Era in grado la CGIL di chiamare una data simile? No, perché non avrebbero parlato come i portuali di Genova che hanno fatto sollevare il paese con la loro serietà e concretezza costruite negli anni. Landini, che è uno che aveva evocato la “rivolta sociale” e poi ha mostrato a ripetizione tutta la sua inconsistenza, che attendibilità ha? Erano in grado di farlo il PD o i 5 stelle con l’ipocrisia del loro posizionamento, il loro complice silenzio durato anni e la loro connivenza? La data ha funzionato perché è stata chiamata e gestita da una certa impostazione sindacale e politica (USB, CUB, ADL, SGB, Potere al Popolo! e gli altri soggetti organizzatori) che aveva credibilità, esprimeva forza e faceva appello alla capacità di attivazione di ognuno attraverso la logica del blocco.
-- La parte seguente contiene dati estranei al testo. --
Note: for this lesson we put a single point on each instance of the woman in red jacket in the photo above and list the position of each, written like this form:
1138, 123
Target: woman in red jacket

Blocco che non è solo un’evocazione (diciamo questo senza svalutare il piano simbolico, l’immaginario conta e permette di collegare le lotte, come dimostra la anche il fatto che lo slogan sia stato ripreso dai movimenti francesi), ma una pratica concreta e replicabile che ha permesso a gruppi diversi di attivarsi contemporaneamente in contesti e con modalità differenti
Vorremmo che ogni giorno fosse come ieri. Vedere le piazze piene, i volti determinati e sorridenti, le bandiere della Palestina che sventolano. Ma per una giornata come ieri ne servono mille a combattere sui posti di lavoro e riconquistare palmo a palmo i nostri quartieri. Servono molti rifiuti, molto lavoro nascosto, molta disciplina.
Magari fosse nato ieri questo movimento. È nato in ogni comunicato tradotto e diffuso, in ogni volantino distribuito, in ogni assemblea sindacale, in ogni blocco dei porti al quale fino a pochissimo tempo fa nemmeno un giornale locale dedicava un trafiletto. In quell’accumulazione di forze e strumenti che si fa giorno dopo giorno e che, per questo, è così difficile da percepire. “Cogliere l’occasione!” significa anche e soprattutto prepararla e farsi trovare pronti quando arriva il momento.
Le mobilitazioni, gli scioperi, i conflitti, la politica in generale, per quanto sia suggestiva questa immagine, non sono piante spontanee, non sono come la gramigna che infesta tutto portata dal vento, sono piante che nascono da semi che sono stati interrati, curati, innaffiati e che, se trovano le giuste condizioni, sbocciano e fioriscono. Ricordiamocelo quando vediamo un orto rigoglioso, un campo di girasoli ondeggiare al vento e uno sciopero ben riuscito e una piazza gremita di gente: non sono cresciuti da soli e il nostro lavoro quotidiano conta.